We define the transformation from the Minkowski coordinates $(t,x)$ to the Rindler coordinates $(T,X)$ by $$t=X\sinh T,\\ x=X\cosh T.$$ If an object is moving at fixed Rindler coordinate $X=1/\alpha$, how do we write down the proper time $d\tau$ in terms of $dT$?

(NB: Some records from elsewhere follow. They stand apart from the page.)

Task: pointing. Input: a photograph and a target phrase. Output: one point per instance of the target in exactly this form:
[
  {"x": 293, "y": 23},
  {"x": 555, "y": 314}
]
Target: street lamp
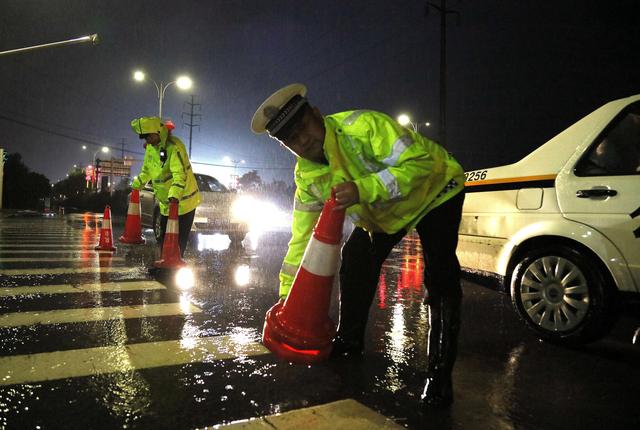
[
  {"x": 228, "y": 160},
  {"x": 104, "y": 149},
  {"x": 405, "y": 121},
  {"x": 182, "y": 82}
]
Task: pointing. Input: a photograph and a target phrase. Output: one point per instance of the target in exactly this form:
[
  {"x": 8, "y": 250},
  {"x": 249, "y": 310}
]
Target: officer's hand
[{"x": 346, "y": 195}]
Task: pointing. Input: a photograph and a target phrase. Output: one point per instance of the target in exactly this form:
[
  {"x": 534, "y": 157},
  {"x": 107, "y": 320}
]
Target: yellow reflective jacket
[
  {"x": 400, "y": 176},
  {"x": 170, "y": 178}
]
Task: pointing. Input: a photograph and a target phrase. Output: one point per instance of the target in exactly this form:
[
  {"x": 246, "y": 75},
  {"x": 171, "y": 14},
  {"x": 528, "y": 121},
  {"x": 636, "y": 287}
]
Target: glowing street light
[
  {"x": 182, "y": 82},
  {"x": 405, "y": 121}
]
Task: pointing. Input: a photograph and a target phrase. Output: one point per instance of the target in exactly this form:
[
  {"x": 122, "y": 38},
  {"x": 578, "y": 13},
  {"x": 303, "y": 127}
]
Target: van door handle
[{"x": 596, "y": 192}]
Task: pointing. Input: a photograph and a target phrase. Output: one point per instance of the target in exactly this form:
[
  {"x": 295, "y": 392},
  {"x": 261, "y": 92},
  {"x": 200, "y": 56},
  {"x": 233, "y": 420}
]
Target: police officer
[
  {"x": 390, "y": 180},
  {"x": 167, "y": 166}
]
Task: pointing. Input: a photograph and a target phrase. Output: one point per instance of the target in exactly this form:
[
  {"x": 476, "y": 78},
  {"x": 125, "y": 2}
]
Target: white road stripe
[
  {"x": 81, "y": 288},
  {"x": 29, "y": 259},
  {"x": 32, "y": 368},
  {"x": 65, "y": 270},
  {"x": 63, "y": 316},
  {"x": 343, "y": 414}
]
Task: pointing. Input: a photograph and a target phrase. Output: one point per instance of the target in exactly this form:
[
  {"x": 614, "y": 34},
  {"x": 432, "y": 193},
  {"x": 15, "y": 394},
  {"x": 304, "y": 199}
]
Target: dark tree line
[{"x": 22, "y": 188}]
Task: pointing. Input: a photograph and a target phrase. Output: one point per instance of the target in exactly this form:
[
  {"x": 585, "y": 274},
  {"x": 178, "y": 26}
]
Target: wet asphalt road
[{"x": 504, "y": 378}]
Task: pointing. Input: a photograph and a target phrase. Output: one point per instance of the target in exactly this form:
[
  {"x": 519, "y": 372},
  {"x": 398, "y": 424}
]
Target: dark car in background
[{"x": 221, "y": 210}]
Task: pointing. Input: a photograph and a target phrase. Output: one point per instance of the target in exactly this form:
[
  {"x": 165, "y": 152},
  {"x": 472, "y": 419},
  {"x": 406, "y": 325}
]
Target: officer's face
[
  {"x": 152, "y": 139},
  {"x": 307, "y": 137}
]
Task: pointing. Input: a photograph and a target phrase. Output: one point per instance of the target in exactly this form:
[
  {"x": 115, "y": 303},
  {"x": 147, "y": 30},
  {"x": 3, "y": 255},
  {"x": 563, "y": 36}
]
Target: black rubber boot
[{"x": 444, "y": 321}]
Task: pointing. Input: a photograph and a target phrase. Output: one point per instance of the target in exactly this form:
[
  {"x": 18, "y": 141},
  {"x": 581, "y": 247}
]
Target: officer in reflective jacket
[
  {"x": 390, "y": 180},
  {"x": 167, "y": 166}
]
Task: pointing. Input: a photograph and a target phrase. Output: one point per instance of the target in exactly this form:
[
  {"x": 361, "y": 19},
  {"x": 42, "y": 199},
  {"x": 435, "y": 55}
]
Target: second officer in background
[{"x": 167, "y": 166}]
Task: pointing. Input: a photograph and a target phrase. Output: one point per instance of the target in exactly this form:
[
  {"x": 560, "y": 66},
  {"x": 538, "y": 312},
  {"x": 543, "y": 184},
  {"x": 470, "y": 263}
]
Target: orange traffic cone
[
  {"x": 170, "y": 246},
  {"x": 300, "y": 330},
  {"x": 132, "y": 226},
  {"x": 106, "y": 238}
]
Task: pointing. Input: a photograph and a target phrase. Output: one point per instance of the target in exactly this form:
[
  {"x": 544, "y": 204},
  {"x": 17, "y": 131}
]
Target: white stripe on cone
[
  {"x": 320, "y": 258},
  {"x": 172, "y": 227},
  {"x": 134, "y": 209}
]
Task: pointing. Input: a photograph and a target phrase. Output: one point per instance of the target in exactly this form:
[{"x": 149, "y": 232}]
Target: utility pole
[
  {"x": 442, "y": 9},
  {"x": 192, "y": 118}
]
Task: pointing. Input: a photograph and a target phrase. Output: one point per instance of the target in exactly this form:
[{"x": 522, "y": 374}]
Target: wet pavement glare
[{"x": 94, "y": 340}]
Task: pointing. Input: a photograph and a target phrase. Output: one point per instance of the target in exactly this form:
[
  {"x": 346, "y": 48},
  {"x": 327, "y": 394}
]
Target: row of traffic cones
[
  {"x": 298, "y": 330},
  {"x": 132, "y": 235}
]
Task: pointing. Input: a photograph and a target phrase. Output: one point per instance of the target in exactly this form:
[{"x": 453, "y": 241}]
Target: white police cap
[{"x": 280, "y": 107}]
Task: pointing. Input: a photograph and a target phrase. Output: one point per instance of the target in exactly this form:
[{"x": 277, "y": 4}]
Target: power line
[{"x": 192, "y": 118}]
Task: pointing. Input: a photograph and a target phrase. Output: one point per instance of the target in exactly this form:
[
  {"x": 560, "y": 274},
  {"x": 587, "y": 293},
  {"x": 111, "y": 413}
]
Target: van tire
[
  {"x": 562, "y": 295},
  {"x": 156, "y": 224}
]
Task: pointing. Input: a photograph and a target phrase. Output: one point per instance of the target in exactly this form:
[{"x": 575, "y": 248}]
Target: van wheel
[
  {"x": 562, "y": 296},
  {"x": 237, "y": 237},
  {"x": 156, "y": 224}
]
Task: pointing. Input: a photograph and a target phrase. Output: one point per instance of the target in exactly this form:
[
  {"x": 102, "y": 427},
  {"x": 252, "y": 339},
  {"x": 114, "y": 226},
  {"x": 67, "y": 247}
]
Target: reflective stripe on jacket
[
  {"x": 400, "y": 176},
  {"x": 172, "y": 178}
]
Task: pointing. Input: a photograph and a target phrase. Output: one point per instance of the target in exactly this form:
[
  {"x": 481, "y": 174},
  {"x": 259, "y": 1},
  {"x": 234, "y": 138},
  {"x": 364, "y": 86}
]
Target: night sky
[{"x": 518, "y": 72}]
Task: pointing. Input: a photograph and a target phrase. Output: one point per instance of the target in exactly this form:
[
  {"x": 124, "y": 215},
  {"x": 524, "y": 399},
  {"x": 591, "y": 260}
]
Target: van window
[
  {"x": 210, "y": 184},
  {"x": 617, "y": 151}
]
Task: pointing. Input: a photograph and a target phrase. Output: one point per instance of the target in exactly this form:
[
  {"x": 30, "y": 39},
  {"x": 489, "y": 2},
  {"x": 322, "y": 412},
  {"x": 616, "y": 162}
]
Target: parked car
[
  {"x": 221, "y": 210},
  {"x": 560, "y": 229}
]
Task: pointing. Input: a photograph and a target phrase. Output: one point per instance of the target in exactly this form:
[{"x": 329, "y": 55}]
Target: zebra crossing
[
  {"x": 71, "y": 316},
  {"x": 26, "y": 253}
]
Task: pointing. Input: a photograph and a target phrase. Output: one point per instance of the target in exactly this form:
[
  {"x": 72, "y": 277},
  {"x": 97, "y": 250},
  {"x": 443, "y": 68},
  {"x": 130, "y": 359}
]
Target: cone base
[
  {"x": 132, "y": 240},
  {"x": 169, "y": 264},
  {"x": 104, "y": 248},
  {"x": 291, "y": 346}
]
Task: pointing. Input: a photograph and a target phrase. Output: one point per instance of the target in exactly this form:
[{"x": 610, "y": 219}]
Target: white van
[{"x": 561, "y": 227}]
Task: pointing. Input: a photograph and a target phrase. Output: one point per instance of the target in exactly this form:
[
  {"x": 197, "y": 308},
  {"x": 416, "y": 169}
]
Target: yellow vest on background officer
[{"x": 167, "y": 166}]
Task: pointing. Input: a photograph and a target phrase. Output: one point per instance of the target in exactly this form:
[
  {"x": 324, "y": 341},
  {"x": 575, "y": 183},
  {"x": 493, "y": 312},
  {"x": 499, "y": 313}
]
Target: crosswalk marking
[
  {"x": 21, "y": 369},
  {"x": 53, "y": 259},
  {"x": 46, "y": 245},
  {"x": 343, "y": 414},
  {"x": 62, "y": 316},
  {"x": 65, "y": 270},
  {"x": 54, "y": 251},
  {"x": 81, "y": 288}
]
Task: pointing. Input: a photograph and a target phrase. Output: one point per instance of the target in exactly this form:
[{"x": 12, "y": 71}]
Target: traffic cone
[
  {"x": 106, "y": 238},
  {"x": 132, "y": 226},
  {"x": 299, "y": 329},
  {"x": 171, "y": 246}
]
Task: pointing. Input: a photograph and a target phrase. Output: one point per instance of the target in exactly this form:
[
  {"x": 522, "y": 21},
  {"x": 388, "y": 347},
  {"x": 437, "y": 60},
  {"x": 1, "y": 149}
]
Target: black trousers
[
  {"x": 363, "y": 255},
  {"x": 185, "y": 221}
]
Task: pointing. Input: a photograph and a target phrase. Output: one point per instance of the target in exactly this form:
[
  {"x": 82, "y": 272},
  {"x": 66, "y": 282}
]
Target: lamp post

Here is my attempt. Since $t=X\sinh T$, we know $dt=\frac{1}{\alpha}\cosh TdT$. Now $dt$ is related to $d\tau$ by the Lorentz factor $\gamma$: $$d\tau=\frac{dt}{\gamma},$$ so we get $$d\tau=\frac{1}{\alpha\gamma}\cosh TdT,$$ a result in which I don't have too much confidence. Is it correct? Is the answer really that simple? Thank you for your patience.

Answer 1

Start with the proper-time equation in Minkowski coordinates: $$ d\tau^2=dt^2-dx^2. \tag{1} $$ Write $(t,x)$ in terms of $(T,X)$, using the equations shown at the beginning of the question, to get \begin{align} dt &= (\sinh T)\,dX + (X\cosh T)\,dT \\ dx &= (\cosh T)\,dX + (X\sinh T)\,dT. \tag{2} \end{align} Substitute (2) into (1) to get $$ d\tau^2 = X^2\,dT^2-dX^2. \tag{3} $$ Equation (3) is valid for every worldline. Specializing to the worldline $X=1/\alpha$ gives the final result $$ d\tau^2 = \frac{dT^2}{\alpha^2}, \tag{4} $$ so $d\tau = dT/\alpha$.

Answer 2

with

$$t=X\,\sinh(T)\\ x=X\,\cosh(T)$$

hence $$\frac{dx}{dt}=v=\frac{\sinh(T)}{\cosh(T)}$$

and $$\gamma=\frac{1}{\sqrt{1-v^2}}=\frac{dt}{d\tau}\quad\Rightarrow\quad\\d\tau=\sqrt{1-v^2}\,dt=\sqrt {1-{\frac { \left( \sinh \left( T \right) \right) ^{2}}{ \left( \cosh \left( T \right) \right) ^{2}}}}X\cosh \left( T \right)\,dT =X\,dT=\frac{1}{\alpha}\,dT$$